# SPC Glenn



## rv808 (Nov 5, 2007)

SPC Glenn was one of my Soldiers for 7 months before he moved onto 69th.  He was outstanding, and I was very sad to hear his passing.  He leaves behind a wife, and newborn of 9 months old.

http://www.azcentral.com/news/articles/1105B1-update1105.html


----------



## RackMaster (Nov 5, 2007)

RIP.


----------



## Gypsy (Nov 5, 2007)

That is just horrible, I'm so sorry for your loss rv808.  RIP, SPC Glenn.


----------



## Boondocksaint375 (Nov 5, 2007)

RIP, Sorry for your loss bro.


----------



## tova (Nov 5, 2007)

RIP, Godspeed, PBS....


----------



## Chopstick (Nov 5, 2007)

RIP


----------



## AWP (Nov 5, 2007)

Sorry for your loss.

Blue Skies.


----------



## car (Nov 5, 2007)

RV,

It always sucks when a Soldier dies - when or where ever. Sorry for your loss, brother.


----------



## Ex3 (Nov 5, 2007)

I'm so sorry, Ral.  

May he rest in peace.


----------



## EATIII (Nov 5, 2007)

R.I.P. SPC Glenn


----------



## Ravage (Nov 6, 2007)

RIP, I'm sorry for You loss


----------



## Typhoon (Nov 6, 2007)

I am so sorry to hear of this, rv. My condolences on your loss. RIP Sgt. Glenn.
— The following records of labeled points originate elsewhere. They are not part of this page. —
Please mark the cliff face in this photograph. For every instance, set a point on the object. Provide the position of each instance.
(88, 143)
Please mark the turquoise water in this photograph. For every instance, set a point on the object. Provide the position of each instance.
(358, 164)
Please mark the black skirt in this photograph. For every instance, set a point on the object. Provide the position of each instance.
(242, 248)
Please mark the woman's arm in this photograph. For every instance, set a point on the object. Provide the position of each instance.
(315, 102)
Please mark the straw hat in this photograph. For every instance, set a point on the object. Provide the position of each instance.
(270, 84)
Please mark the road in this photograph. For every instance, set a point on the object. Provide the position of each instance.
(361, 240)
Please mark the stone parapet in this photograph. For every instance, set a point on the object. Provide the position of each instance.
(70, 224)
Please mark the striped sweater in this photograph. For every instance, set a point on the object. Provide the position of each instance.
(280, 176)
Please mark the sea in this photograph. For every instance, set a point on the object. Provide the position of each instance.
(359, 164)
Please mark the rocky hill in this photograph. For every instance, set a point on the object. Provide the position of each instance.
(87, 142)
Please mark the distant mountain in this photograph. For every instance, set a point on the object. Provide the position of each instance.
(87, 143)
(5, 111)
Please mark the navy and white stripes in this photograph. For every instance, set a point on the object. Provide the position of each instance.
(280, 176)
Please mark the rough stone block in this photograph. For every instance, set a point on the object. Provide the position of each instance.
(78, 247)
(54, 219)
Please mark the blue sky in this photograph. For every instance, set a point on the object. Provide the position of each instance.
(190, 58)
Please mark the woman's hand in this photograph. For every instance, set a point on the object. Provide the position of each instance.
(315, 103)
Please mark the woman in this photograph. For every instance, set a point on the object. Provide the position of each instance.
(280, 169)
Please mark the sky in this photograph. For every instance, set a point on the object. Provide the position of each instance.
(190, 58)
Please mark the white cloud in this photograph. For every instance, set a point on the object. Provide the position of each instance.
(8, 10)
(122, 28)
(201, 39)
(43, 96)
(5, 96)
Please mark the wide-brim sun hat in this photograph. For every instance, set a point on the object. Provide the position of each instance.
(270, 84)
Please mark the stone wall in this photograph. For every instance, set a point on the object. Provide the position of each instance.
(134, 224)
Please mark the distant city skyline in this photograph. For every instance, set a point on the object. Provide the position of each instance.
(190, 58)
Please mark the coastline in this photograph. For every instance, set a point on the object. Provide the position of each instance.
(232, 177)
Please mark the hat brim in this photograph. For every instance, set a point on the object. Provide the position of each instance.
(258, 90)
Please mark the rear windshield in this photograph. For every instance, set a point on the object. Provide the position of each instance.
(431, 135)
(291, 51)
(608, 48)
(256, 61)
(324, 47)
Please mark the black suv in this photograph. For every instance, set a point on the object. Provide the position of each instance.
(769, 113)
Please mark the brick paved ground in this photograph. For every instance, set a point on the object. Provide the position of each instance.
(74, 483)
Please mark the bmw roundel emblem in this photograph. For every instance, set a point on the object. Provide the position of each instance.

My thoughts and prayers are with his family and friends...


----------



## ROS (Nov 6, 2007)

So sorry for your loss. 

Rest in peace.


----------



## rv808 (Nov 7, 2007)

Just went to the Memorial Service today.  I've never been to one before, wow that was rough.  I seriously hope to never go through that again.


----------